WER2025 - 28th Workshop on Requirements Engineering


From Elicitation Interviews to Software Requirements: Evaluating LLM Performance in Requirement Generation

Camila Almeida; Isaque Copque; Alvaro Oliveira; Murilo Arouca; Adriano Barbosa; Sávio Freire; Manoel Mendonça; Julio Cesar Leite

10.29327/1588952.28-12

PDF Scholar

Abstract

Recent advancements in artificial intelligence (AI), particularly in large language models (LLMs), offer new possibilities for automating requirements generation from elicitation interviews.

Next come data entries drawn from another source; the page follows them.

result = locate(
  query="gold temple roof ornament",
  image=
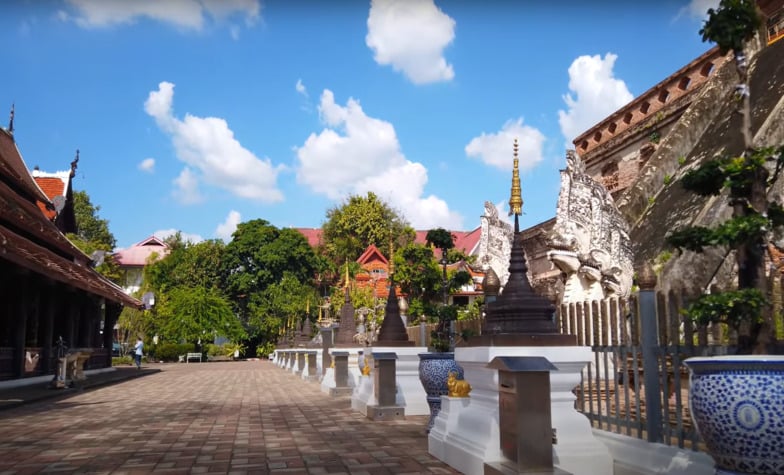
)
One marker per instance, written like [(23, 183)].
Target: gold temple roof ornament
[(516, 200)]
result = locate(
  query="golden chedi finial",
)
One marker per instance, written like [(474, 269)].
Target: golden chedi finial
[(516, 201), (391, 258)]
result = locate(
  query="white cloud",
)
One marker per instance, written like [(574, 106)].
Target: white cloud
[(497, 149), (356, 154), (597, 94), (186, 188), (698, 9), (186, 237), (212, 154), (411, 37), (147, 165), (227, 228), (301, 88), (185, 14)]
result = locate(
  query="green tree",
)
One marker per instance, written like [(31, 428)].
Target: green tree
[(191, 314), (417, 272), (186, 265), (90, 227), (93, 236), (280, 304), (259, 256), (359, 222)]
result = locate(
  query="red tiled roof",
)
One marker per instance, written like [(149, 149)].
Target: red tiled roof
[(14, 169), (372, 253), (313, 235), (52, 186), (30, 240), (465, 241)]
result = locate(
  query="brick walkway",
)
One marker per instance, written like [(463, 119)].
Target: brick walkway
[(234, 417)]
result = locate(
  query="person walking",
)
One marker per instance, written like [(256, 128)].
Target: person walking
[(138, 352)]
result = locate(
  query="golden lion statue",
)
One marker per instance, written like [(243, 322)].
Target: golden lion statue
[(457, 387), (366, 369)]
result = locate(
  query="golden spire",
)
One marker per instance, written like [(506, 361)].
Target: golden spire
[(11, 121), (391, 258), (516, 201)]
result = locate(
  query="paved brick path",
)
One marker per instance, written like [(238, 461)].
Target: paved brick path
[(234, 417)]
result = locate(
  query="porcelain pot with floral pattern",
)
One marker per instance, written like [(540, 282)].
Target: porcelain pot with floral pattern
[(737, 405)]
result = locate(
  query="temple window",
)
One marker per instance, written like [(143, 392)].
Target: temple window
[(610, 176)]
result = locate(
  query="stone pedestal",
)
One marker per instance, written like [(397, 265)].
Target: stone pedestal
[(410, 393), (470, 437), (299, 362), (332, 383), (310, 370), (385, 389)]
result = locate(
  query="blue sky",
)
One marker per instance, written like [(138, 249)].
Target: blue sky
[(194, 115)]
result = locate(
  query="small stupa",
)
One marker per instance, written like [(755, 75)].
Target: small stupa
[(519, 316), (392, 332)]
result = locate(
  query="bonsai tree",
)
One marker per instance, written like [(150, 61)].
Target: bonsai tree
[(442, 338), (745, 179)]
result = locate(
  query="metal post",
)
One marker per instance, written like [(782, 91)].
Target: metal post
[(650, 357)]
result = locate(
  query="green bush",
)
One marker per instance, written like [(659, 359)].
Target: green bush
[(172, 351), (122, 360), (263, 351)]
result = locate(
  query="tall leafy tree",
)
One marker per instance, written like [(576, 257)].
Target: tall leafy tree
[(90, 226), (187, 265), (93, 236), (359, 222), (280, 305), (259, 255)]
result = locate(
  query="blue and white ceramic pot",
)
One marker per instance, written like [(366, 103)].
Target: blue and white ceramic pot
[(434, 369), (737, 404)]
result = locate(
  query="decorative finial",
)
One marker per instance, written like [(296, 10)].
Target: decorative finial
[(391, 258), (516, 201), (11, 120), (73, 164)]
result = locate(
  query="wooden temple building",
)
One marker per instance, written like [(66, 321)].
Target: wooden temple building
[(49, 290)]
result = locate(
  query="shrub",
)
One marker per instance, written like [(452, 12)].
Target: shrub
[(172, 351)]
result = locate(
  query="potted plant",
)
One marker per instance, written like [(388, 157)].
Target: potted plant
[(735, 400)]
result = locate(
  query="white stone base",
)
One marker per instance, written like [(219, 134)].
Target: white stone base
[(364, 395), (328, 381), (308, 373), (469, 436), (410, 393)]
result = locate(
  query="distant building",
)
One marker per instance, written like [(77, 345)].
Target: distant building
[(133, 259)]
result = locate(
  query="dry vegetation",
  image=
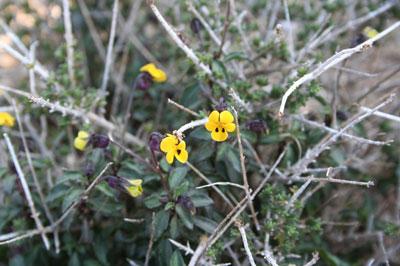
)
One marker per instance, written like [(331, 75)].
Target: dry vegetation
[(310, 175)]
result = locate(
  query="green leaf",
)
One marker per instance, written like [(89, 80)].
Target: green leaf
[(205, 224), (176, 259), (201, 200), (161, 222), (181, 189), (176, 177), (70, 176), (71, 197), (152, 201), (235, 56), (185, 217), (174, 227)]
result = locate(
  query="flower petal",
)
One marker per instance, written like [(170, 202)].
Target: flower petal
[(182, 156), (135, 191), (219, 135), (226, 117), (6, 119), (214, 117), (168, 143), (136, 182), (210, 126), (83, 134), (170, 156), (80, 144), (181, 145), (157, 74), (229, 127)]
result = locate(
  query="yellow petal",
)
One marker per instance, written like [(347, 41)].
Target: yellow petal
[(135, 191), (170, 157), (181, 145), (157, 74), (182, 156), (226, 117), (229, 127), (6, 119), (219, 135), (80, 144), (168, 143), (370, 32), (214, 117), (210, 126), (83, 134)]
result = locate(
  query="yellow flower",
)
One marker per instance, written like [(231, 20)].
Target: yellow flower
[(370, 32), (6, 119), (134, 188), (174, 148), (157, 74), (81, 140), (219, 124)]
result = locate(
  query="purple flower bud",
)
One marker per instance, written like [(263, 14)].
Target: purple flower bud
[(89, 169), (154, 141), (143, 81), (257, 126), (221, 106), (187, 203), (196, 26), (113, 181), (99, 141)]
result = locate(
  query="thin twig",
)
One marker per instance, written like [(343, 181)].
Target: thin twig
[(244, 172), (202, 176), (64, 110), (191, 125), (242, 232), (66, 213), (109, 55), (239, 208), (151, 241), (27, 192), (222, 184), (183, 108), (346, 135), (381, 114), (334, 180), (70, 41)]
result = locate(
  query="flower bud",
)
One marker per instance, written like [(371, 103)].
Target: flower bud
[(195, 25), (257, 126), (143, 81), (99, 141), (89, 169), (221, 106), (154, 141)]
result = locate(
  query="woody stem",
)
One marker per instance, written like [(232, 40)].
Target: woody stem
[(191, 125)]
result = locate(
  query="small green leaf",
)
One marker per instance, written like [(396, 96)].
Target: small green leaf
[(161, 222), (181, 189), (174, 227), (152, 201), (176, 177), (185, 217)]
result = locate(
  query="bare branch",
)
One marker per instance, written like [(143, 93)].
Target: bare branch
[(332, 61)]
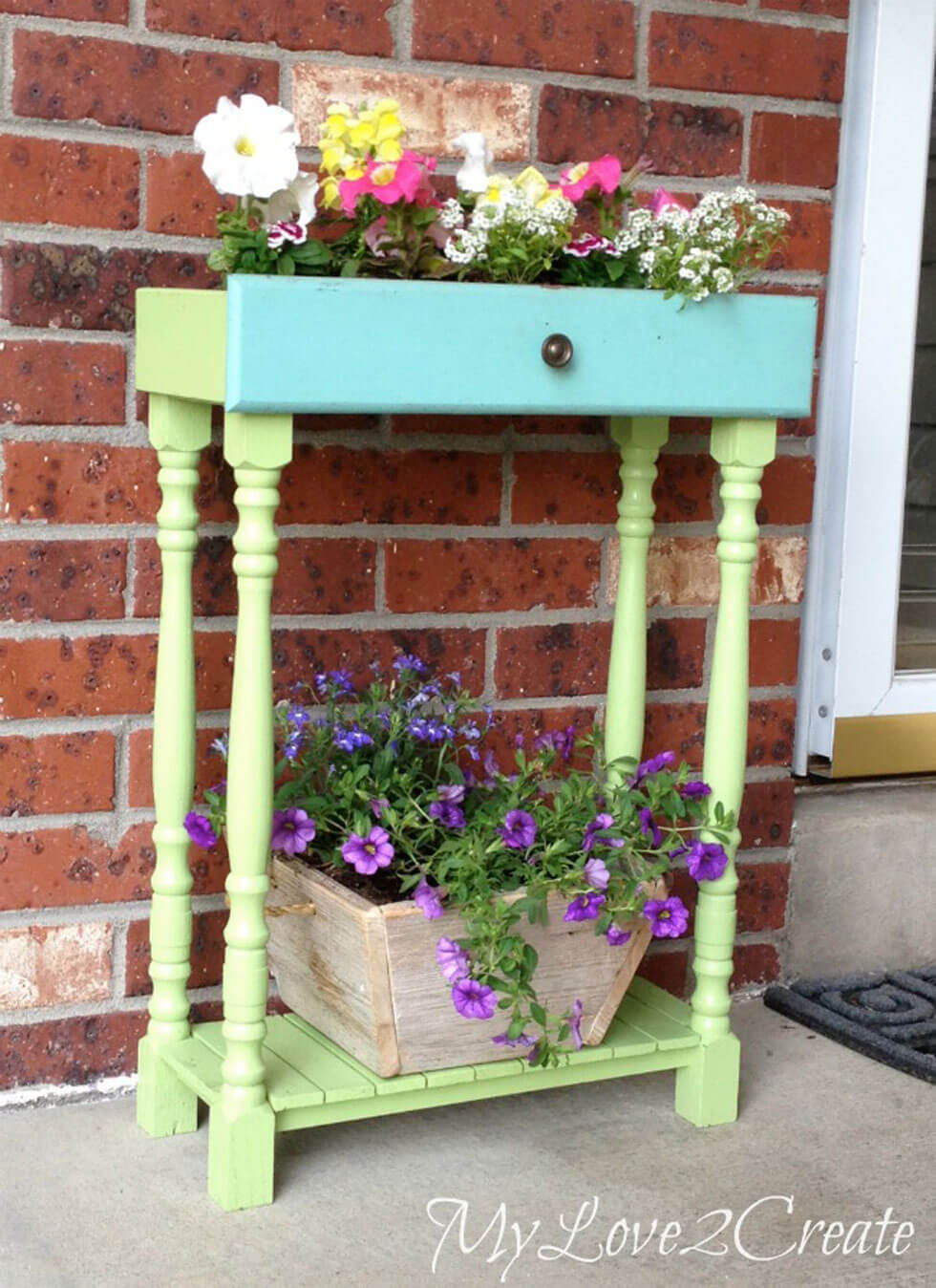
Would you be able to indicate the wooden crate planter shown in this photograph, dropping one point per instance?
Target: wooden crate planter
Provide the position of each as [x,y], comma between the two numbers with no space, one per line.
[366,976]
[269,348]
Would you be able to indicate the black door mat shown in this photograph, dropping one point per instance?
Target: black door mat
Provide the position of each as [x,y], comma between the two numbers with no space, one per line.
[886,1015]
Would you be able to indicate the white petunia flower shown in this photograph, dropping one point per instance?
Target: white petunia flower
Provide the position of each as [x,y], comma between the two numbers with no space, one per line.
[473,177]
[294,204]
[250,150]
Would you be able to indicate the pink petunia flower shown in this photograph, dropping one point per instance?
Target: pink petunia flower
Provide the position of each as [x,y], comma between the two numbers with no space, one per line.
[581,180]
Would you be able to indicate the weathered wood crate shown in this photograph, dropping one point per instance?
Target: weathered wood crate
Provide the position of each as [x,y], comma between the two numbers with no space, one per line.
[366,974]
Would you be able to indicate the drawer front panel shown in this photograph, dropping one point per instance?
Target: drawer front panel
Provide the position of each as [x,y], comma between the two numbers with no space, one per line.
[343,345]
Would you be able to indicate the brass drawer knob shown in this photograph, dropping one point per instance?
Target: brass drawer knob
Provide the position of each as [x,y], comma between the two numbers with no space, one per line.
[557,351]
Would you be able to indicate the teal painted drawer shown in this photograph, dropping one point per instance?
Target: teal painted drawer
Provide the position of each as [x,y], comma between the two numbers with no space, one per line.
[343,345]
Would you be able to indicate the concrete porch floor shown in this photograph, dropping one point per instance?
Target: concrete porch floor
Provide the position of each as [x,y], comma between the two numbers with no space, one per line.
[88,1202]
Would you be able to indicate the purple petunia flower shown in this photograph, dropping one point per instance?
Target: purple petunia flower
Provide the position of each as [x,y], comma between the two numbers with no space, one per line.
[292,829]
[428,899]
[694,789]
[351,740]
[585,907]
[576,1022]
[706,862]
[410,662]
[648,827]
[561,740]
[669,917]
[200,831]
[452,958]
[473,999]
[367,854]
[447,814]
[592,833]
[519,829]
[596,873]
[653,766]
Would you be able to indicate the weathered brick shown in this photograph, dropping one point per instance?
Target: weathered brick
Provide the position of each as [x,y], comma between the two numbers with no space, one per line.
[667,969]
[52,383]
[762,894]
[479,576]
[770,732]
[831,8]
[74,288]
[577,122]
[420,424]
[56,774]
[351,27]
[684,570]
[62,581]
[71,1051]
[766,815]
[592,37]
[798,150]
[337,484]
[100,483]
[78,11]
[807,240]
[206,955]
[209,766]
[80,184]
[584,487]
[755,963]
[181,201]
[436,110]
[787,491]
[572,658]
[774,651]
[315,576]
[740,56]
[298,655]
[138,86]
[681,726]
[102,676]
[54,965]
[684,138]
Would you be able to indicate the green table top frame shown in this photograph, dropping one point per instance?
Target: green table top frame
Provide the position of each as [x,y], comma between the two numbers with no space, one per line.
[266,348]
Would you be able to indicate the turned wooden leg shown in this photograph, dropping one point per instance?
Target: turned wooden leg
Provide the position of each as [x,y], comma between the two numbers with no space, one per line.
[707,1090]
[640,440]
[178,430]
[243,1122]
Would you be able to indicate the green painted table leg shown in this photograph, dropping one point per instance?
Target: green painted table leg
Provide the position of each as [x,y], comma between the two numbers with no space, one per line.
[707,1090]
[243,1122]
[180,430]
[640,440]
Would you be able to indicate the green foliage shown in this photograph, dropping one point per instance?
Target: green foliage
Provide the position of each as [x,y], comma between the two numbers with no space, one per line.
[391,755]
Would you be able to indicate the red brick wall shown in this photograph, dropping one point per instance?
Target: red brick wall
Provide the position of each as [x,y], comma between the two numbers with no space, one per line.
[483,543]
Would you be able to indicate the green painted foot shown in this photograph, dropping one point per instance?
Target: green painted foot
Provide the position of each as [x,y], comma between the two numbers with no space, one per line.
[241,1157]
[165,1106]
[707,1090]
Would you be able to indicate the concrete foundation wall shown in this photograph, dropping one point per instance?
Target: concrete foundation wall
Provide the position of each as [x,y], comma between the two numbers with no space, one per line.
[862,877]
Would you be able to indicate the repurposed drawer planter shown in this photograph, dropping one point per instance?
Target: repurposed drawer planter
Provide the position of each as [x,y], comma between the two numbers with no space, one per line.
[266,344]
[366,976]
[266,349]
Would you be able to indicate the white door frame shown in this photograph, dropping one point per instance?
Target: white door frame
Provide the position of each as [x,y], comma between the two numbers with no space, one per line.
[850,617]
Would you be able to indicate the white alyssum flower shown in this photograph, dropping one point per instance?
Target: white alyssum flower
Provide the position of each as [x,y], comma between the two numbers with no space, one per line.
[473,176]
[295,203]
[250,148]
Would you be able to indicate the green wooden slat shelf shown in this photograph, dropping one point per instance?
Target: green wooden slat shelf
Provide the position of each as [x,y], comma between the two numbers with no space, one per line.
[266,349]
[308,1076]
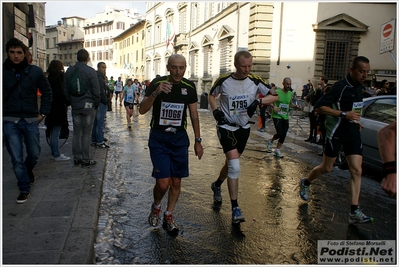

This study compares the performance of ChatGPT-4 and DeepSeek-V3 in generating software requirements based on transcribed stakeholder interviews. Using two case studies, the LLMs were tasked with identifying functional and non-functional requirements. The results indicate that ChatGPT-4 performed better in extracting precise requirements, particularly nonfunctional ones, while DeepSeek-V3 demonstrated advantages in efficiency. However, both models exhibited limitations in handling ambiguity and properly categorizing requirements. This study highlights the potential of LLMs in Requirements Engineering while emphasizing the need for improved prompt/dialogues techniques and human supervision. Future research should explore hybrid AI-human approaches and domain-specific fine-tuning to enhance requirement extraction accuracy.

Keywords: Requirements engineering; Large Language Models; Requirement generation.